12001 (o) For purposes of paragraph (6) of subdivision (n):
(1) Except as provided in paragraph (2), residency shall be
determined in the same manner as is the case for establishing
residency pursuant to Section 12505 of the Vehicle Code.
(2) In the case of members of the Armed Forces of the United
States, residency shall be deemed to be established when he or she
was discharged from active service in this state.

markw
03-22-2010, 11:22 PM
This is the kind of advice that can get people prison terms. He's also paying taxes in the wrong state.

He's paying them in the right state. Active duty have to put extra effort into establishing residency in any state they're stationed in. Just because he lives here doesn't mean he's a resident. He can even buy a house here and still be a resident of Iowa. California recognizes this and cuts active duty breaks on stuff like vehicle registration. They even have forms for military non-resident.

http://www.dmv.ca.gov/forms/reg/reg5045.pdf

He can bring a genuine AW into CA and register it as an AW. The only thing he can't do is legally bring in hicap magazines.

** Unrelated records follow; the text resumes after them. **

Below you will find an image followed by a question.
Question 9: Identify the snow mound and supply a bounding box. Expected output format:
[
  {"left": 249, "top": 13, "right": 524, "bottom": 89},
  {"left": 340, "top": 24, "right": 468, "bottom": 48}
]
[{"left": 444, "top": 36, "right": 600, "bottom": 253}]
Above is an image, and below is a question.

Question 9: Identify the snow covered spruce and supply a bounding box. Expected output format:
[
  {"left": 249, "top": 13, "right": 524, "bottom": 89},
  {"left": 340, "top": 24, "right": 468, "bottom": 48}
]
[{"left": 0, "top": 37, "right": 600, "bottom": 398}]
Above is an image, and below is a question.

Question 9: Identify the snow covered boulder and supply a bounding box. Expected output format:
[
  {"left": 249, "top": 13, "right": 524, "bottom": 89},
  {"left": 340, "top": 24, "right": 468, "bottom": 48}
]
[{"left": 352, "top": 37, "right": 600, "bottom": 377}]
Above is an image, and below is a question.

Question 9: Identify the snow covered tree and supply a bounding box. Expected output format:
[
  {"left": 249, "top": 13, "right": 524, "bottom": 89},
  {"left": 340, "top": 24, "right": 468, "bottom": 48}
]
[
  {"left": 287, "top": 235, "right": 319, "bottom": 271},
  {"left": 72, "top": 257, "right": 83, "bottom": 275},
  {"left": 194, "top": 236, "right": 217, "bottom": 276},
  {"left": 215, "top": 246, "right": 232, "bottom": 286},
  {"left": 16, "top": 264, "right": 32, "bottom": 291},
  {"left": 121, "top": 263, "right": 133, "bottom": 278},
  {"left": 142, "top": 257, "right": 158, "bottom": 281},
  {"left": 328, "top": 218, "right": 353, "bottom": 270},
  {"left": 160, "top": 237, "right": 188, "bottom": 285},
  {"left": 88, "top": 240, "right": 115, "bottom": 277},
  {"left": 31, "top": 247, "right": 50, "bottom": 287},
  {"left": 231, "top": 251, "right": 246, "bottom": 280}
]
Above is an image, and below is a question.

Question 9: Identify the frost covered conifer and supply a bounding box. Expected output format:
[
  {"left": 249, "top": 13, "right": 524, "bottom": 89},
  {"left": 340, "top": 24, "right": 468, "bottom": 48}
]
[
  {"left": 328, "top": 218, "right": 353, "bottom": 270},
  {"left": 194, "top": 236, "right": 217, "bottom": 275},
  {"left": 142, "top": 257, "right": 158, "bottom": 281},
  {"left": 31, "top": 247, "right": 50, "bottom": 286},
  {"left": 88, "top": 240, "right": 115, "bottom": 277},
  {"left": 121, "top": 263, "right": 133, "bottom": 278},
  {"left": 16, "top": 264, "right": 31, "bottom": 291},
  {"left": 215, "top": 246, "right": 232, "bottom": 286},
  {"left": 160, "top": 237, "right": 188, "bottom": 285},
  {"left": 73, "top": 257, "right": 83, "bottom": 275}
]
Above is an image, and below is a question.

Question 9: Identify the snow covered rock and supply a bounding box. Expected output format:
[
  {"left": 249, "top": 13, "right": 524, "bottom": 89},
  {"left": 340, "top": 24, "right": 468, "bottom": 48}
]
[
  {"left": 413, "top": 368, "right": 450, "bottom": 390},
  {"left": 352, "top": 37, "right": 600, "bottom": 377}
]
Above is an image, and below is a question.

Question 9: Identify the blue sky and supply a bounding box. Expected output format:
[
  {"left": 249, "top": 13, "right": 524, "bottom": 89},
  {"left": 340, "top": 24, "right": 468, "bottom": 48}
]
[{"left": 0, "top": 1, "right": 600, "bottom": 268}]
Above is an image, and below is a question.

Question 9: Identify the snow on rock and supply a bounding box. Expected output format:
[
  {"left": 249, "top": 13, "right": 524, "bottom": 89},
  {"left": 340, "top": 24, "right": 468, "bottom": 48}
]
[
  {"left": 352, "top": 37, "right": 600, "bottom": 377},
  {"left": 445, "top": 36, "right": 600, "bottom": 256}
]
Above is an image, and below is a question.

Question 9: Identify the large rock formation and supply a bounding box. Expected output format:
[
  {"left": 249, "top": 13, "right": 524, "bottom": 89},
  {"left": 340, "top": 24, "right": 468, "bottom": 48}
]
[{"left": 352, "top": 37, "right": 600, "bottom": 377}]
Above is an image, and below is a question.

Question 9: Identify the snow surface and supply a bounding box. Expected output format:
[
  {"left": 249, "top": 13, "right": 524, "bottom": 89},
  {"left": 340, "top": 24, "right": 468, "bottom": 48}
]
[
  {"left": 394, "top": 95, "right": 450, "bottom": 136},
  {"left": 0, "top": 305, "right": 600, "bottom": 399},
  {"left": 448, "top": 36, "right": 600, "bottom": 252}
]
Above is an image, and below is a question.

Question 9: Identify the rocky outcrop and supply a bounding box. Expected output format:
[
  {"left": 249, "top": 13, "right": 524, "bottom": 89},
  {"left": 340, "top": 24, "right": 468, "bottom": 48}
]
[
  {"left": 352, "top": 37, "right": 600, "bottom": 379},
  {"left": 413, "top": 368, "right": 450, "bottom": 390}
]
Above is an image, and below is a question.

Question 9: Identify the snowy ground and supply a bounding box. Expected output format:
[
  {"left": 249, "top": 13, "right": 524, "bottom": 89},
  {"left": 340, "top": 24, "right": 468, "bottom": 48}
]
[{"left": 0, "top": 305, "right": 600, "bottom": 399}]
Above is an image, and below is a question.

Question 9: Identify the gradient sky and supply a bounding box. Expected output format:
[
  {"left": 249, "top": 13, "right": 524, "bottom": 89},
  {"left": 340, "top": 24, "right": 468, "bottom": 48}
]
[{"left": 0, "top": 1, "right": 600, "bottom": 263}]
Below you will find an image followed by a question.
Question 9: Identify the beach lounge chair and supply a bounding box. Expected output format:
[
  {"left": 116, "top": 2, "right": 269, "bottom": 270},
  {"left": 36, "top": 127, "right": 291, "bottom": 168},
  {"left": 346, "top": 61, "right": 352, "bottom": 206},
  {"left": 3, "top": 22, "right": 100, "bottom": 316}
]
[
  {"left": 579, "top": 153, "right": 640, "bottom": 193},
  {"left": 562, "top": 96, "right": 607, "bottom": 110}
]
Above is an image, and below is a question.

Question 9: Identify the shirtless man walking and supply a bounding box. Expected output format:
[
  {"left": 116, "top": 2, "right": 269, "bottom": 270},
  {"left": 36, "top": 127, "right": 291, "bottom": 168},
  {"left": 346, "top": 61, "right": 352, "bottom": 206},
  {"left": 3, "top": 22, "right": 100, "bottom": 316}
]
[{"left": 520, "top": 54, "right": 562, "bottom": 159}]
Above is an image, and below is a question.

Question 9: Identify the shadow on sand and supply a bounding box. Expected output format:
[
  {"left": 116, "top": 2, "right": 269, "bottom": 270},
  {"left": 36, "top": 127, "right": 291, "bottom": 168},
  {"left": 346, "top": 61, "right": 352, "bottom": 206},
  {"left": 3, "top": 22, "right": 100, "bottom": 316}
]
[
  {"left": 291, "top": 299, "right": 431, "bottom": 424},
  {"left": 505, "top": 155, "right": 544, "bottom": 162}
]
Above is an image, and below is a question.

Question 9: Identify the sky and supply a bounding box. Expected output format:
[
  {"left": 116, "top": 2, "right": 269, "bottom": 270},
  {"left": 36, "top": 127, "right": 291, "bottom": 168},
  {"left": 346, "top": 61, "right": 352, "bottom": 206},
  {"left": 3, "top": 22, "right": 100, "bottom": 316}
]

There's a quite a few benefits of being active duty. He's a resident of IA until discharged, and not a resident of CA.

Deamer
03-22-2010, 11:40 PM
You do not have to pay CA taxes.

Adding "unless you have job income in the state other than military."

Accurate info in your, Leftyshooters and markw's post. I was worried about the buying a house aspect when I bought mine a few years ago. Been stationed in Ca for 20 years and am still a Missouri resident. That will probably change this year if I retire.

Leftyshooter, I wonder if military purchasing handguns from their home state is something the ATF just doesn't worry to much about. Ya, it probably happens all the time but that doesn't make it legal.

markw
03-23-2010, 12:20 AM
Yeah, CA income. Also, 50% of your military pay if you're married and your wife is civilian residing here. The military non-resident doesn't extend to spouses. I found it cheaper to register vehicles here as it's just the 46 bucks or so even on a new car. Buy it in Iowa, pay the Iowa sales tax which is something like 5 or 6%, then when it comes up for renewal, go down to DMV and file non-resident. :)

As for the ATF/GCA rule it appears to establish precedence to allow active duty to buy firearms in the state they're stationed in. I can't see the ATF going after active duty for purchasing a firearm while home on leave. The whole time I was on active duty, I retained my IA residency.

Re-reading the post on 962. If he quoted it properly, it says that permanent duty station orders are enough to establish residency for the purpose of the GCA. It doesn't remove residency from their home state. I know guys buy firearms when on leave all the time. Ones stationed in CA just have to be careful with what they bring back from leave.